Put a Nobel Prize winner, a renegade artist, and a few thousand music fans who don’t mind rolling around in the mud as their favourite bands play on stage and you’ve got the makings of something special. This year’s Roskilde Festival truly put the ‘human’ into their traditional mix of humanitarian awareness, art and rock music with a unique piece of artwork.
Kristian von Hornsleth, a 46 year-old Danish conceptual artist, came to Roskilde and collected hair and blood samples from 800 volunteers. He will extract their DNA, add it to a collection of other DNA that spans the global community, and place it inside a sculpture that will be deposited in the deepest place of our planet’s ocean next year. Each participant signed a certificate authenticating their DNA.

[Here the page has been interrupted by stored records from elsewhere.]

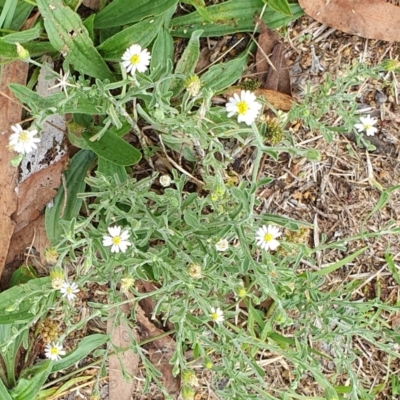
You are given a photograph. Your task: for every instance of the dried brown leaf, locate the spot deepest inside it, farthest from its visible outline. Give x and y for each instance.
(119, 388)
(272, 69)
(15, 72)
(372, 19)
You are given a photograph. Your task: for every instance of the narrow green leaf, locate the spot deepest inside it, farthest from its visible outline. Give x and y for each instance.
(187, 62)
(85, 347)
(223, 75)
(68, 35)
(281, 6)
(4, 392)
(66, 206)
(230, 17)
(141, 33)
(121, 12)
(111, 147)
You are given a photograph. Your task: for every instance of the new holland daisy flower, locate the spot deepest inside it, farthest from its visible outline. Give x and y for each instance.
(245, 105)
(367, 125)
(266, 237)
(23, 141)
(117, 239)
(69, 290)
(54, 351)
(136, 59)
(217, 315)
(222, 245)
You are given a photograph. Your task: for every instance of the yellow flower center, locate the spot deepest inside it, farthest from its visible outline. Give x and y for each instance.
(135, 59)
(242, 107)
(116, 240)
(268, 237)
(23, 137)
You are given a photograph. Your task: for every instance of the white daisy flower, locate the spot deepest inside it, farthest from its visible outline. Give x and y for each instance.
(63, 82)
(222, 245)
(266, 237)
(53, 351)
(23, 141)
(367, 125)
(217, 315)
(136, 58)
(69, 290)
(165, 180)
(245, 105)
(117, 239)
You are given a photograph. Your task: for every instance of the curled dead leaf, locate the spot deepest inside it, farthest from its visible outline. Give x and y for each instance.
(372, 19)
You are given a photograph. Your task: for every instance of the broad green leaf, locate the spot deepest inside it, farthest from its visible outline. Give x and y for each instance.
(66, 206)
(9, 51)
(69, 36)
(230, 17)
(27, 389)
(16, 302)
(223, 75)
(110, 169)
(121, 12)
(24, 36)
(281, 6)
(111, 147)
(187, 62)
(141, 33)
(85, 347)
(23, 274)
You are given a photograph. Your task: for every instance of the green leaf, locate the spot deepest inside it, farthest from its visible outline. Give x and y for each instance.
(66, 206)
(4, 392)
(141, 33)
(337, 265)
(110, 169)
(29, 388)
(23, 274)
(230, 17)
(281, 6)
(223, 75)
(121, 12)
(24, 36)
(187, 62)
(16, 302)
(85, 347)
(68, 35)
(111, 147)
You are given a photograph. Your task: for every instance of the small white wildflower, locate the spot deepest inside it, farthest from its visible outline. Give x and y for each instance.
(367, 125)
(217, 315)
(117, 239)
(23, 141)
(222, 245)
(69, 290)
(53, 351)
(165, 180)
(266, 237)
(63, 83)
(136, 58)
(245, 105)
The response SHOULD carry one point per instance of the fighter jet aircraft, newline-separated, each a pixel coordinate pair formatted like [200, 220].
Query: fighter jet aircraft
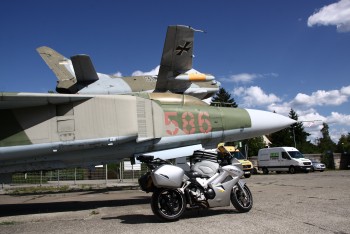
[53, 131]
[176, 74]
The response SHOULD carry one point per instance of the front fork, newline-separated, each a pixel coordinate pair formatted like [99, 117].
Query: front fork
[240, 185]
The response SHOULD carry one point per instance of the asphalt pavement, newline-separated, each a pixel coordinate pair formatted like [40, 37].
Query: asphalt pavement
[316, 202]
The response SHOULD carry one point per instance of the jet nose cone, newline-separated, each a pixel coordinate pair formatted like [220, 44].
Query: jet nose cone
[266, 122]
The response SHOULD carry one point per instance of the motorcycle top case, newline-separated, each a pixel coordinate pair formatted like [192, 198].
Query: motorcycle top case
[168, 176]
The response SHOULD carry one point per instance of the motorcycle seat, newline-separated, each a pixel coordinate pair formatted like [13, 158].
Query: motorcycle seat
[194, 174]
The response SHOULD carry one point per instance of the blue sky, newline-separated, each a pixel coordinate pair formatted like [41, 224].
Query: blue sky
[271, 55]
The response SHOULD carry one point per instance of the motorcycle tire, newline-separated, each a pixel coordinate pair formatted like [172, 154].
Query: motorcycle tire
[168, 204]
[239, 201]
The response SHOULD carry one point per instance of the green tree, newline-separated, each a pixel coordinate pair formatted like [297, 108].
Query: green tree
[295, 136]
[300, 135]
[325, 143]
[343, 144]
[254, 144]
[283, 137]
[223, 98]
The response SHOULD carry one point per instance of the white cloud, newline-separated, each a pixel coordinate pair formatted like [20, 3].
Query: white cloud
[338, 118]
[303, 105]
[246, 78]
[255, 96]
[337, 14]
[322, 98]
[117, 74]
[153, 72]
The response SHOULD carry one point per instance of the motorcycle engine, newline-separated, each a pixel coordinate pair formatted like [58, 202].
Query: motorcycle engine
[209, 193]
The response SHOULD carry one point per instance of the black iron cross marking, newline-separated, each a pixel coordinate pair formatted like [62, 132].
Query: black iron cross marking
[181, 49]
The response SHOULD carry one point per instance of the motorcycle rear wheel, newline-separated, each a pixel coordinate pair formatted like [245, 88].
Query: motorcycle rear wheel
[239, 201]
[168, 204]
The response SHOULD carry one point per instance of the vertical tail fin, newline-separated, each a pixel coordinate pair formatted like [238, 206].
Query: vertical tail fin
[61, 67]
[176, 58]
[84, 69]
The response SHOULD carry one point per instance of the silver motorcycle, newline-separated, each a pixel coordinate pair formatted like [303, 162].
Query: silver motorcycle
[209, 183]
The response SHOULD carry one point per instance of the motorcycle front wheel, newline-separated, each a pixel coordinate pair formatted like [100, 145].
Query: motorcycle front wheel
[239, 201]
[168, 204]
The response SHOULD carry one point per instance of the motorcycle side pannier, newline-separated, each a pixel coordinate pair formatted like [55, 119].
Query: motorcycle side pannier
[168, 176]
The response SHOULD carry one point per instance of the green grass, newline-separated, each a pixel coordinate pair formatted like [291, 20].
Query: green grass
[37, 190]
[7, 223]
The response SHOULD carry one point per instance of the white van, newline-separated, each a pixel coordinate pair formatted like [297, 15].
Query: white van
[282, 159]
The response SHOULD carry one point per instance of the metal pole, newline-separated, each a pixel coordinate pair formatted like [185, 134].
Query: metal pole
[120, 171]
[106, 174]
[132, 168]
[295, 144]
[58, 178]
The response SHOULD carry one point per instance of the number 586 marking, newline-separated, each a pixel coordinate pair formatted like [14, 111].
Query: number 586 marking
[188, 122]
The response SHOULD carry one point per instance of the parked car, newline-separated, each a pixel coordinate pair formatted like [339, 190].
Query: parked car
[317, 166]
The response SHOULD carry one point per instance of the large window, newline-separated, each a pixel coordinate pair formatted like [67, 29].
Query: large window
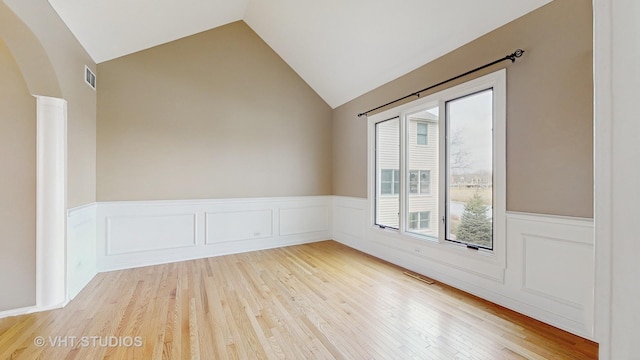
[439, 165]
[387, 173]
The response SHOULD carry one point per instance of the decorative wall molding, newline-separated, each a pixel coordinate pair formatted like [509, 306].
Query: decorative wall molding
[550, 259]
[81, 248]
[140, 233]
[549, 267]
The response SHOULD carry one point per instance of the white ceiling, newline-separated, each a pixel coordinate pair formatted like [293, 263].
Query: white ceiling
[341, 48]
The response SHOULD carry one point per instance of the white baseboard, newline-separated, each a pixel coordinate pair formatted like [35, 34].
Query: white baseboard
[548, 273]
[141, 233]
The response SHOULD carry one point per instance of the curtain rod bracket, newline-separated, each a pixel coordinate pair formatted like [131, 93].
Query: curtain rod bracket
[513, 56]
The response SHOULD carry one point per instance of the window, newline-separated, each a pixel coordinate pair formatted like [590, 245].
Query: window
[387, 164]
[452, 191]
[469, 122]
[419, 220]
[425, 182]
[420, 182]
[389, 182]
[422, 133]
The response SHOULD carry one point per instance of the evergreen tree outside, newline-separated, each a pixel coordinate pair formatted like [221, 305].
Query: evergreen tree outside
[475, 226]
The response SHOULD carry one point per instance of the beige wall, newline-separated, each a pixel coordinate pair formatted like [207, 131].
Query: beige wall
[549, 110]
[68, 59]
[17, 186]
[38, 56]
[214, 115]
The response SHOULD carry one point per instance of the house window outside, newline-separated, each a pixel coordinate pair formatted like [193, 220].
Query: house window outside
[419, 220]
[422, 133]
[454, 189]
[389, 182]
[420, 182]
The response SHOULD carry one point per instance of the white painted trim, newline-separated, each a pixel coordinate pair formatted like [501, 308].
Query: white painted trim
[489, 264]
[51, 189]
[568, 308]
[603, 160]
[156, 232]
[81, 248]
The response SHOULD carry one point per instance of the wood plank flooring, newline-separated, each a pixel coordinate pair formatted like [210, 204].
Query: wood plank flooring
[314, 301]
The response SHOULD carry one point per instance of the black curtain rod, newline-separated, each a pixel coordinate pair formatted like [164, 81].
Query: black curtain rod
[516, 54]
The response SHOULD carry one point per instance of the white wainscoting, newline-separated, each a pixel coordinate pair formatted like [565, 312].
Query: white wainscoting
[81, 248]
[548, 273]
[139, 233]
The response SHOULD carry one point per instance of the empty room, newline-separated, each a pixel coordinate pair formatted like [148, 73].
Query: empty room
[333, 180]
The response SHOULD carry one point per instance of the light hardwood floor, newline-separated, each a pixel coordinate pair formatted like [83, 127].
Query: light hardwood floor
[314, 301]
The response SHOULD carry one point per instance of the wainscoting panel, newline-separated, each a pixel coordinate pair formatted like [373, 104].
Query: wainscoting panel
[238, 225]
[136, 233]
[548, 274]
[139, 233]
[300, 220]
[81, 248]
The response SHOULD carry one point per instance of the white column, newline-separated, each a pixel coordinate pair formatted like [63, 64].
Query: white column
[51, 206]
[617, 175]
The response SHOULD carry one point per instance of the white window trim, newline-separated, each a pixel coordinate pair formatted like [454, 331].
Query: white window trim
[441, 249]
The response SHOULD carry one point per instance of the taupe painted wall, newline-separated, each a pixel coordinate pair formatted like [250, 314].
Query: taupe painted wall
[17, 186]
[38, 56]
[214, 115]
[549, 110]
[68, 59]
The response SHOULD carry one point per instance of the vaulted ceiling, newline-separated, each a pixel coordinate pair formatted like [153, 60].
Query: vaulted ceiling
[341, 48]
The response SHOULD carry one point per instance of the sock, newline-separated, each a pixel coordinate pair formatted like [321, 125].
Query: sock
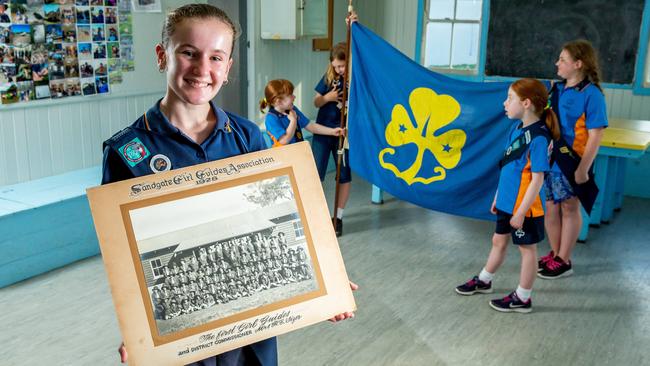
[485, 276]
[523, 294]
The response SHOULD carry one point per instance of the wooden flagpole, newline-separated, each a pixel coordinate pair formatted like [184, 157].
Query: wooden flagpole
[344, 114]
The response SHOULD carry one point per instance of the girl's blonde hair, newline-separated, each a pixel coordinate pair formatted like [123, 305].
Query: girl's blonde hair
[196, 11]
[583, 50]
[338, 52]
[535, 91]
[274, 90]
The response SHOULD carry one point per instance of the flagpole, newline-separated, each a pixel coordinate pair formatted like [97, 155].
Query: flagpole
[344, 113]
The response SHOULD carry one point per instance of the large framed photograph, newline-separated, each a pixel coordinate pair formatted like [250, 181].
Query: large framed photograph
[212, 257]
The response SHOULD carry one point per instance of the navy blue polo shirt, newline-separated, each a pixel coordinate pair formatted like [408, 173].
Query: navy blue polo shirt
[329, 114]
[277, 123]
[152, 144]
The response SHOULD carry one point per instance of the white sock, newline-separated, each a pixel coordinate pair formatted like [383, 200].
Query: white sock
[523, 294]
[485, 276]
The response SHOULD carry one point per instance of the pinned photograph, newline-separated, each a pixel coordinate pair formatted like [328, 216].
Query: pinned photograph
[73, 87]
[97, 14]
[84, 34]
[112, 32]
[113, 49]
[111, 15]
[57, 89]
[99, 50]
[5, 12]
[83, 15]
[21, 34]
[42, 91]
[86, 69]
[98, 32]
[53, 33]
[71, 68]
[69, 33]
[38, 33]
[40, 73]
[85, 51]
[100, 67]
[5, 34]
[101, 83]
[9, 93]
[7, 73]
[25, 91]
[88, 86]
[52, 13]
[224, 254]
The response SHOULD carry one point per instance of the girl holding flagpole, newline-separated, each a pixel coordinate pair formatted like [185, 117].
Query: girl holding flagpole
[517, 202]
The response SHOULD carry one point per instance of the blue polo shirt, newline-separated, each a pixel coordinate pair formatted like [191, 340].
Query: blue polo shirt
[137, 150]
[516, 176]
[276, 124]
[130, 152]
[329, 114]
[579, 108]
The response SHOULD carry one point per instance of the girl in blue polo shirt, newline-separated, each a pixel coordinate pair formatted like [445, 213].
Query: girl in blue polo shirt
[517, 202]
[185, 127]
[580, 105]
[328, 100]
[284, 121]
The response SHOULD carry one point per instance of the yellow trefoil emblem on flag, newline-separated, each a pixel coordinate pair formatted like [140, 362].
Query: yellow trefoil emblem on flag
[430, 112]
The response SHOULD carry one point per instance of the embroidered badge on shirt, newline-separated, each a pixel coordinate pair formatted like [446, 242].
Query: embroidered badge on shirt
[160, 163]
[134, 152]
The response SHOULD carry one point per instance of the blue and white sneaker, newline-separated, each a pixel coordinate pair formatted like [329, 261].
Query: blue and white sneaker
[473, 286]
[512, 303]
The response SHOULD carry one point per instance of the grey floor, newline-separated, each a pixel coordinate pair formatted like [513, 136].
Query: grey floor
[407, 261]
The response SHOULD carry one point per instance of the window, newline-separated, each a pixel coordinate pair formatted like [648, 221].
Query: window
[452, 35]
[156, 268]
[298, 230]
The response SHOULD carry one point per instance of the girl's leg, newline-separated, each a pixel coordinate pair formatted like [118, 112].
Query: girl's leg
[553, 224]
[344, 194]
[497, 253]
[571, 225]
[528, 266]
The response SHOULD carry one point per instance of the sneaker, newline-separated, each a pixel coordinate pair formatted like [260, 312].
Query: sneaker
[541, 264]
[556, 268]
[512, 303]
[338, 226]
[473, 286]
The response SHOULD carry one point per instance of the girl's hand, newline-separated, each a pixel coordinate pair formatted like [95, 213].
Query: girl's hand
[517, 221]
[293, 118]
[353, 17]
[332, 95]
[346, 315]
[338, 131]
[581, 175]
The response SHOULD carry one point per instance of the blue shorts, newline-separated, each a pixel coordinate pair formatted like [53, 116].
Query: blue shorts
[531, 232]
[557, 187]
[323, 146]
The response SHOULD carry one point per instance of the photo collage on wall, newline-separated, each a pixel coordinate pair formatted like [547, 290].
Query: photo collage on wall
[62, 48]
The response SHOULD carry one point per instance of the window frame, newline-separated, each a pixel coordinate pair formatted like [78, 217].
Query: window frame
[423, 22]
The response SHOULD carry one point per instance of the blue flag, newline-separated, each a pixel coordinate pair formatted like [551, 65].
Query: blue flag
[421, 136]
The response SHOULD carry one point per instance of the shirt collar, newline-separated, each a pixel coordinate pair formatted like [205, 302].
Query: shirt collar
[156, 121]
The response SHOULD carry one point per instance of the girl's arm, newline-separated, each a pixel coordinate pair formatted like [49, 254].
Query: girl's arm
[532, 192]
[591, 150]
[318, 129]
[291, 129]
[331, 96]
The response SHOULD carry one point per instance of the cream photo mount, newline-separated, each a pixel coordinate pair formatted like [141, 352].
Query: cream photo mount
[208, 258]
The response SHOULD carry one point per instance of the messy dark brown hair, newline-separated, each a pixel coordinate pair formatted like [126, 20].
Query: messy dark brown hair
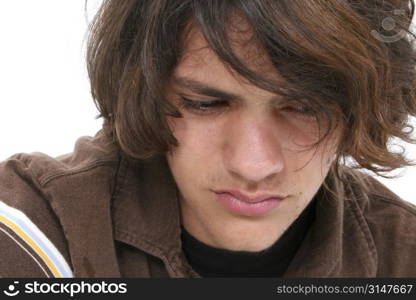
[353, 60]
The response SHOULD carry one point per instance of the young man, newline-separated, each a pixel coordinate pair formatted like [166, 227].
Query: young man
[227, 127]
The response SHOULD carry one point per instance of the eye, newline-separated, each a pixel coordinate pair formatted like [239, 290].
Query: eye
[203, 107]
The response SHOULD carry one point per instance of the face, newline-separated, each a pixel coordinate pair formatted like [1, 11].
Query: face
[244, 167]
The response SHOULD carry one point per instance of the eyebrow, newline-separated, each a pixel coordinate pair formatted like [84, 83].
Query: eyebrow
[205, 89]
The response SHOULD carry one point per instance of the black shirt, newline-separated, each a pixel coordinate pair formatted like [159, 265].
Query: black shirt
[209, 261]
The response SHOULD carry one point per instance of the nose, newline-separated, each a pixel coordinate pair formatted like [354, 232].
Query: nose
[252, 150]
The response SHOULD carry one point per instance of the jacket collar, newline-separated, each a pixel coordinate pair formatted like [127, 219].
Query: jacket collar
[146, 215]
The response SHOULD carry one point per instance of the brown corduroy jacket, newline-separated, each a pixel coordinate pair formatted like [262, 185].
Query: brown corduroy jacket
[94, 213]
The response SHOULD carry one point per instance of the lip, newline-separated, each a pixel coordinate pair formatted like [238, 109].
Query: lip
[251, 198]
[248, 205]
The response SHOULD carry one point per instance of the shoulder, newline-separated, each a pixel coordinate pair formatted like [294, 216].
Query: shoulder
[392, 223]
[34, 193]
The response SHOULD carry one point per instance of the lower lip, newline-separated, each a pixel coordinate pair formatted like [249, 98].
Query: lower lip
[245, 208]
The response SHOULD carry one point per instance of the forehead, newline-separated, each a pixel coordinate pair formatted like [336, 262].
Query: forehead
[198, 58]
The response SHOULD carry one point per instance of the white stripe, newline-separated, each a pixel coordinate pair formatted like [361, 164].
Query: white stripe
[30, 254]
[35, 233]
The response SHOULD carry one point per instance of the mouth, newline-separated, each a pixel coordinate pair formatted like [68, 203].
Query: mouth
[248, 205]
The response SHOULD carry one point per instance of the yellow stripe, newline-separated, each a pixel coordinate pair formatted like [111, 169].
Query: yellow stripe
[32, 244]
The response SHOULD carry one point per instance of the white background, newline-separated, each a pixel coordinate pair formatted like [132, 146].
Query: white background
[45, 104]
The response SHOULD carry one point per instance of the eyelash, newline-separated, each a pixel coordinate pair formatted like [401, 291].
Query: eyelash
[210, 107]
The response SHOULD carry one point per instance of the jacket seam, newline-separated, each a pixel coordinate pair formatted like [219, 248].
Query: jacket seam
[48, 203]
[364, 231]
[52, 177]
[398, 204]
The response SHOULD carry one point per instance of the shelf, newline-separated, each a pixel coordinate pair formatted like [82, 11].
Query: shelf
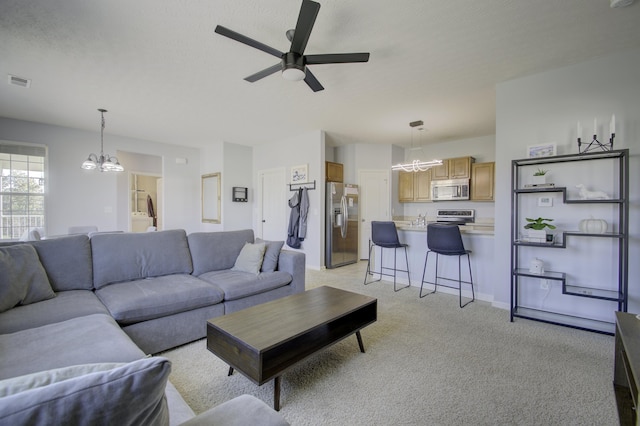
[610, 201]
[574, 293]
[539, 190]
[586, 234]
[572, 157]
[565, 320]
[548, 275]
[546, 245]
[593, 293]
[565, 200]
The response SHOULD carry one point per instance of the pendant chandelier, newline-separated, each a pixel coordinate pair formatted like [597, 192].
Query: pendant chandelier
[416, 165]
[102, 162]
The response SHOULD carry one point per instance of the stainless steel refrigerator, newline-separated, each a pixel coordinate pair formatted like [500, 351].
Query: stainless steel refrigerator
[341, 225]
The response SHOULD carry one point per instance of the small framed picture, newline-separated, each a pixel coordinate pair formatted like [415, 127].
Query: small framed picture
[299, 174]
[545, 201]
[546, 150]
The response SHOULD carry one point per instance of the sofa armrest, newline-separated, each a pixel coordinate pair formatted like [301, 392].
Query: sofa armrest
[293, 262]
[240, 411]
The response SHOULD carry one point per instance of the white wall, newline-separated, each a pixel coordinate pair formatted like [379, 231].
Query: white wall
[80, 197]
[307, 149]
[546, 108]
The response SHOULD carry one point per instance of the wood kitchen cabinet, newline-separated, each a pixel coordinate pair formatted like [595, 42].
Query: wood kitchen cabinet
[414, 186]
[453, 168]
[482, 181]
[334, 172]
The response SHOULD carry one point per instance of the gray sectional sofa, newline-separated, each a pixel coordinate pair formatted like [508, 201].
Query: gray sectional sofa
[80, 317]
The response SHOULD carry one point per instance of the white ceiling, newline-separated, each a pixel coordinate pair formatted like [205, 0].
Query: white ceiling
[165, 76]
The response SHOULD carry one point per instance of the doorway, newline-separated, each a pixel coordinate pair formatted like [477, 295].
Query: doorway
[375, 201]
[272, 207]
[145, 202]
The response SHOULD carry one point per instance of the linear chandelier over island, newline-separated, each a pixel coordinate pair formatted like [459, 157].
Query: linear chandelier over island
[416, 165]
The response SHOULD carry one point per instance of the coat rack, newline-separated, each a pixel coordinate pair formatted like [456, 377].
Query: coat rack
[296, 186]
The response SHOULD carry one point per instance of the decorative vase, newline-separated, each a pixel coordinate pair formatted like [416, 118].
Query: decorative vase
[539, 180]
[537, 235]
[593, 226]
[536, 266]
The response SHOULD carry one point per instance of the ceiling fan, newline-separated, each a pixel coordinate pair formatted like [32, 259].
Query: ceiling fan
[293, 63]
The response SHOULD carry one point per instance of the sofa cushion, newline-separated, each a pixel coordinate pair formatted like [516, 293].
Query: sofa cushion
[66, 305]
[237, 284]
[271, 255]
[23, 279]
[122, 394]
[142, 300]
[214, 251]
[91, 339]
[132, 256]
[67, 261]
[240, 411]
[250, 258]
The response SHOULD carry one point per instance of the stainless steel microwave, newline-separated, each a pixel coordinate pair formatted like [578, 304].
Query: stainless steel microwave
[453, 189]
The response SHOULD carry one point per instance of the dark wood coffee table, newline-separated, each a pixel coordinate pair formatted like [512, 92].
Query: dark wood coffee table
[263, 341]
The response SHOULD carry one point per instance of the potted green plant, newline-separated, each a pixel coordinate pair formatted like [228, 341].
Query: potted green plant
[536, 229]
[540, 176]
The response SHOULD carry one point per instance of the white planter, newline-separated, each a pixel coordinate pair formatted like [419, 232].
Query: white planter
[539, 180]
[537, 235]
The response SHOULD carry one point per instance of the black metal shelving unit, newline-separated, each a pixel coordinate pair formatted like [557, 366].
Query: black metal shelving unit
[518, 272]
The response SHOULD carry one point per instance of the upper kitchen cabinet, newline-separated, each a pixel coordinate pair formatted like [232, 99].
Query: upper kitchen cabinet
[453, 168]
[335, 172]
[414, 186]
[482, 181]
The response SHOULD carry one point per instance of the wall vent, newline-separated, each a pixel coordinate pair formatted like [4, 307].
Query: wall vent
[19, 81]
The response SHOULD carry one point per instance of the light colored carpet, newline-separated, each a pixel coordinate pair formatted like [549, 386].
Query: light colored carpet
[427, 362]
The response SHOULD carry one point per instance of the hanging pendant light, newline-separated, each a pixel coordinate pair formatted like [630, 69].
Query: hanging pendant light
[102, 162]
[416, 165]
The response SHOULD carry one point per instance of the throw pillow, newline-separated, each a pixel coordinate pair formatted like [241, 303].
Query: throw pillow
[250, 258]
[122, 394]
[23, 279]
[271, 255]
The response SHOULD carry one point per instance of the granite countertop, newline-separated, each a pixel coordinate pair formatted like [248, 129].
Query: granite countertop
[475, 228]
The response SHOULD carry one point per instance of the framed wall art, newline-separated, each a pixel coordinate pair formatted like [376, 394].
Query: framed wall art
[300, 174]
[545, 150]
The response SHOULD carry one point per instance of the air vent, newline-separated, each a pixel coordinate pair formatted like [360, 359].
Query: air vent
[19, 81]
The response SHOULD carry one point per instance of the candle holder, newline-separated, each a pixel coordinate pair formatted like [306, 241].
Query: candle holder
[595, 145]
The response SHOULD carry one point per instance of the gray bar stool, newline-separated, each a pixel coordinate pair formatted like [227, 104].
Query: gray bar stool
[446, 240]
[385, 235]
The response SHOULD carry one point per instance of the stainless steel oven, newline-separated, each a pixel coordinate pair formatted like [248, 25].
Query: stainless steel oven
[453, 189]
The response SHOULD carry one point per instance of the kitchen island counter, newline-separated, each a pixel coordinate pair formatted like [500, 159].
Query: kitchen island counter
[480, 242]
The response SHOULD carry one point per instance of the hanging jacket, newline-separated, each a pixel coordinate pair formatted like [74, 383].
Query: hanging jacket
[304, 210]
[293, 238]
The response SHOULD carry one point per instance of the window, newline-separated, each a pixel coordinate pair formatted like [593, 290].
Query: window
[22, 171]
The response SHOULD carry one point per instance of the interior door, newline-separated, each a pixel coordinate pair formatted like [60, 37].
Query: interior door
[272, 205]
[375, 203]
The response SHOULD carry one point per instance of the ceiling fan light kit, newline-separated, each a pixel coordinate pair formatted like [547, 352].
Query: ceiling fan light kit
[293, 63]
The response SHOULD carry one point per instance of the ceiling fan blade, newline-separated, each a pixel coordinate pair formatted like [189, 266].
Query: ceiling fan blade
[336, 58]
[248, 41]
[264, 73]
[312, 81]
[306, 19]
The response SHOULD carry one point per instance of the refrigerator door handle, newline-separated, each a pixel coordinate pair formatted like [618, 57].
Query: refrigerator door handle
[345, 214]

Called the Deep Storage Project, von Hornsleth has created an angular, futuristic sculpture five metres tall that will be placed in the Mariana Trench 11,000 metres beneath the surface of the ocean. The Mariana Trench is the world’s deepest undersea region, located 200 miles off Guam Island.
The JP news agency says the artist’s goal was to place the DNA of thousands of people from all walks of life deep within the earth. He feels that in a few millennia their DNA will still be intact, while life on the surface on the planet will have changed in ways we can’t even conceive.
“The sculpture looks as it does because it should not resemble something organic – it’s made up of triangles and sharp points. The idea is that 10,000 years from now, when someone sails by with their deep-sea sonar, they’ll see something down there and retrieve it. The people who donated DNA could be regenerated and maybe even come to Roskilde again,” von Hornsleth explained to Danish public broadcaster DR.